В программе пребывания во Франции было запланировано посещение автомобильного завода Рено(32). Директор завода произвел на меня благоприятное впечатление, был внимателен к нашей делегации. Предприятие тоже нам понравилось, оно выпускало хорошие автомобили. Директор высказывал мысль о сотрудничестве с каким-то нашим автомобильным заводом, и я поддержал его. Мы тоже были бы согласны на такое сотрудничество, но из этого тогда ничего не получилось. Не так-то легко установить сотрудничество, имея разные социально-экономические системы. На заводе Рено было проявлено и в политическом отношении благосклонное к нам отношение. Видимо, среди рабочих имелось много коммунистов. Не помню, состоялось ли там наше выступление, но общее впечатление сохранилось у меня в памяти как радужное.

Затем послом Виноградовым и его супругой в честь моего приезда был организован прием. Они вдвоем встречали всех гостей, и я тоже какое-то время постоял рядом с ними, так как гости приглашались в честь именно моего пребывания во Франции. Пришли все известные лица, в том числе считавшиеся знатью. Современная знать Франции не всегда обладает предлогом "де" перед фамилией, подчеркивающим принадлежность к дворянскому сословию (например, де Голль). После Великой Французской революции поблекло значение фамилий с такими предлогами, вперед выдвинулся Господин Капитал.

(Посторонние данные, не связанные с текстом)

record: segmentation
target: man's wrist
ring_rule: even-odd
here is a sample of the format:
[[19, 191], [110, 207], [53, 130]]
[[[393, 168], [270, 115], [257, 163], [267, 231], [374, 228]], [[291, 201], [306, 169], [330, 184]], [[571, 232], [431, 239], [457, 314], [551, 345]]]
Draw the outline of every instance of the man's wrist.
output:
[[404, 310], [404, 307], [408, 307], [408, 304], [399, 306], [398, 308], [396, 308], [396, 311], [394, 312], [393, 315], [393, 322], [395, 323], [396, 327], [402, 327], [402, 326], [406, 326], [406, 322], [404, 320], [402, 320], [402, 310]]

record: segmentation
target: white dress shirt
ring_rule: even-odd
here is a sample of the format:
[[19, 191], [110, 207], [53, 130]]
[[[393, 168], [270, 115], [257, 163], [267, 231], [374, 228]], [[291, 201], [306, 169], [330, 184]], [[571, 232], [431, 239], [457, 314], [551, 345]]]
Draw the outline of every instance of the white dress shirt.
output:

Поэтому новую знатность обрели те люди, кто обладал большим капиталом. Чем больше капитала, тем знатнее человек.

Когда я увидел, что по лестнице поднимается человек красивой наружности с внешностью, которая смахивала на рисунки парикмахеров на вывесках - черненькие усики, соответствующая прическа, облик рекламного характера, - посол сказал, что это крупнейший капиталист Франции Ротшильд(33), и представил нас друг другу. Ротшильд - громкая фамилия. Когда еще я был рабочим, она была знакома мне из газет. Возможно, его фамилия мелькала в наших газетах в какой-то связи с забастовками на его фабриках. Но и после революции об этом представителе банковского капитала Франции мы хорошо знали. "Рад познакомиться, - сказал ему я, - теперь буду иметь представление о господине Ротшильде. Я только слышал о вас, а сейчас имею честь пожать вам руку как гостю нашего посольства". Он что-то буркнул в ответ и сразу отошел, потому что гости валили густым потоком.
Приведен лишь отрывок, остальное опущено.